Les compagnies aériennes tirent fortement la croissance des paiements domestiques, tandis que l’hôtellerie continue de se développer à l’échelle européenne. Le secteur de la location de voitures affiche, lui, une croissance plus contrastée.
Avec la convergence de ces dynamiques, les OTA ne gèrent plus des flux de paiement isolés, mais un système interconnecté qui couvre à la fois les encaissements et les paiements fournisseurs. Cela crée un double défi: proposer des expériences fluides et localisées côté client, tout en gardant un contrôle précis sur les coûts, la liquidité et les règlements en arrière-plan. Lorsque ces flux sont gérés séparément, cela crée des déconnexions qui pèsent sur la trésorerie et limitent le fonds de roulement.
l’impact des systèmes fragmentés
La complexité des flux de paiement
En pratique, la complexité des flux de paiement des OTA reste difficile à gérer. Beaucoup fonctionnent encore avec plusieurs systèmes distincts, où l’acquisition, l’émission de cartes et le rapprochement comptable sont gérés séparément.
À mesure que les volumes augmentent, ces systèmes déconnectés ne sont plus seulement une contrainte opérationnelle. Ils deviennent un poids financier, avec des conséquences directes sur les marges, la trésorerie et l’efficacité opérationnelle.

Des marges sous pression
Les marges des OTA dépendent des deux côtés de la transaction : le coût d’acceptation des paiements et le coût des paiements fournisseurs. Pour proposer des prix compétitifs aux voyageurs, les OTA doivent pouvoir payer leurs fournisseurs efficacement, même lorsque les transactions transfrontalières et les frais de change exercent une forte pression sur les coûts.
L’optimisation locale joue ici un rôle clé. Les OTA doivent être capables d’accepter les paiements via des acquéreurs locaux et de régler les fonds dans les devises locales. Pourtant, 71 % des acteurs du transport aérien et du voyage en ligne passent à côté d’importantes économies faute de travailler avec des acquéreurs locaux pour traiter leurs paiements. [10] Les moyens de paiement locaux peuvent pourtant générer en moyenne 49 % d’économies par rapport aux cartes de crédit et de débit. [11] Un levier important pour aider les OTA à concilier préférences clients et efficacité commerciale.
À grande échelle, ces petites inefficacités finissent par peser lourdement sur les bénéfices nets d’un secteur où les marges sont déjà faibles.
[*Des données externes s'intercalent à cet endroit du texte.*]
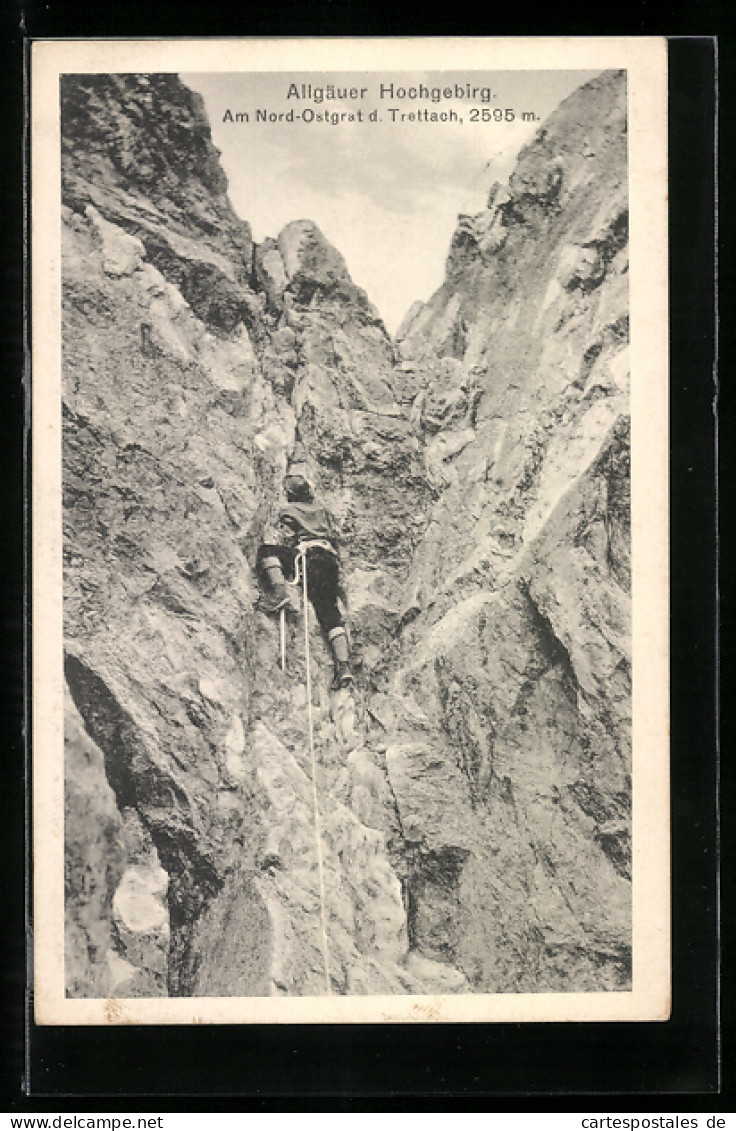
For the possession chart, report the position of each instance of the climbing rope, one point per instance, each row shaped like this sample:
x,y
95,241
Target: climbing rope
x,y
301,560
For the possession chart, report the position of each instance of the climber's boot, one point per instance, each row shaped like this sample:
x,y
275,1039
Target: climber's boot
x,y
343,673
277,597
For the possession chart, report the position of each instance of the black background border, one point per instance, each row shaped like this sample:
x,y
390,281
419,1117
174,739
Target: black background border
x,y
360,1068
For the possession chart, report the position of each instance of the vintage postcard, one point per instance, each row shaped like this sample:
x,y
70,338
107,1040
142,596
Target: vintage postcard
x,y
351,541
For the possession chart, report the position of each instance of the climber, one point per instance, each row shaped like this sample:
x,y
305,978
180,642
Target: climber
x,y
306,527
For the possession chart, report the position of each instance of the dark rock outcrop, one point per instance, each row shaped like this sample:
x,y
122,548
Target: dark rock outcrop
x,y
474,791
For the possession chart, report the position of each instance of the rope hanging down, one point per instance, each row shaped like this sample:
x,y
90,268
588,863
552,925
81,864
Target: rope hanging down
x,y
318,837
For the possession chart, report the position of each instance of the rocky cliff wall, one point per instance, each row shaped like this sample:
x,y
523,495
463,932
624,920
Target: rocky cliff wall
x,y
474,788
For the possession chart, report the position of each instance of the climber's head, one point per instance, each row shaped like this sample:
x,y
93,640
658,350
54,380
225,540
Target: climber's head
x,y
297,489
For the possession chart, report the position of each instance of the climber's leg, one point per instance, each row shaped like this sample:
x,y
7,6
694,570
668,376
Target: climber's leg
x,y
343,673
322,576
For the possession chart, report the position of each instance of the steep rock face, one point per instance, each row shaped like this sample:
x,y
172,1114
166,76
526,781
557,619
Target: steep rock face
x,y
473,792
520,639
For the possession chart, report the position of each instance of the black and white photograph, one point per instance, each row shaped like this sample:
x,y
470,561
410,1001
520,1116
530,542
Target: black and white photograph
x,y
351,534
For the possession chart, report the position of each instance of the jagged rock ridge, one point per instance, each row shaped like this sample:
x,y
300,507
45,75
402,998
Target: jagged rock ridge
x,y
475,790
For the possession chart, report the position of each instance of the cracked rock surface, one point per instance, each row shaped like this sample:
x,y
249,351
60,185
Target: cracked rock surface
x,y
473,792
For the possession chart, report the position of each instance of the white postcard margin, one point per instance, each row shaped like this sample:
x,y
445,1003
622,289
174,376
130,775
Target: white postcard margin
x,y
644,60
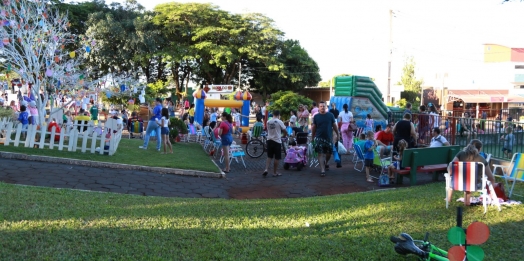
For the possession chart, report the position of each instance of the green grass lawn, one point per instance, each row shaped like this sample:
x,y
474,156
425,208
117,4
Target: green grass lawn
x,y
185,156
62,224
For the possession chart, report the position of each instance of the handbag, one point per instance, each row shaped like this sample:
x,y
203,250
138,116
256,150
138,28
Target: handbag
x,y
383,180
341,148
499,191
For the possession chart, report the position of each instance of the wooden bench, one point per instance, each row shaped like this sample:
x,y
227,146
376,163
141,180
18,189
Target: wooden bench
x,y
426,160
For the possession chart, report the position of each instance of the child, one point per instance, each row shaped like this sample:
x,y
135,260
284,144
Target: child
x,y
508,142
236,124
369,155
402,144
369,123
164,130
23,117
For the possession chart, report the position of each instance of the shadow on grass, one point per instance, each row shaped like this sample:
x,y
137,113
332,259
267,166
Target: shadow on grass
x,y
200,239
186,155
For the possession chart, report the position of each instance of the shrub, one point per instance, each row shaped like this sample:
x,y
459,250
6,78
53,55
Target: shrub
x,y
285,101
176,127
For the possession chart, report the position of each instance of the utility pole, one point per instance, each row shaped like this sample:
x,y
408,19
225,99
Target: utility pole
x,y
388,100
239,73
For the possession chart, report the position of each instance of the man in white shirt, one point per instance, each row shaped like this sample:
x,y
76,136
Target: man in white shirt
x,y
438,140
275,128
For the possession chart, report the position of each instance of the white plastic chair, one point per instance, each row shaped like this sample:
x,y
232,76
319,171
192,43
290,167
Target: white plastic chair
x,y
513,172
463,176
360,157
Une trésorerie sous tension
Le modèle merchant of record crée un décalage structurel entre le moment où les paiements clients sont encaissés et celui où les fournisseurs doivent être réglés.
Ce décalage peut être important et exercer une forte pression sur la liquidité. Une OTA peut devoir sécuriser un inventaire immédiatement, alors que les fonds des clients mettent plusieurs jours à être versés. Comme l’explique une OTA :
“Un client réserve au jour 0, mais l’OTA peut attendre jusqu’à trois jours avant de recevoir les fonds, alors que le billet doit être émis immédiatement.” [9]
Quand encaissements et décaissements sont gérés séparément, il devient plus difficile d’avoir une vision en temps réel de la la trésorerie disponible et de l’utiliser efficacement. Cela réduit la flexibilité financière et pousse souvent les OTA à s’appuyer sur des lignes de crédit ou du préfinancement pour combler l’écart entre l’encaissement des paiements clients et le réglement des fournisseurs.
Une réservation seule reste facile à gérer. Mais à grande échelle, la multiplication des paiements vers différents fournisseurs, souvent à effectuer au même moment, exerce une pression croissante sur la liquidité. Des milliers de réservations réparties entre plusieurs fournisseurs créent des cycles de paiement qui se chevauchent et deviennent difficiles à synchroniser.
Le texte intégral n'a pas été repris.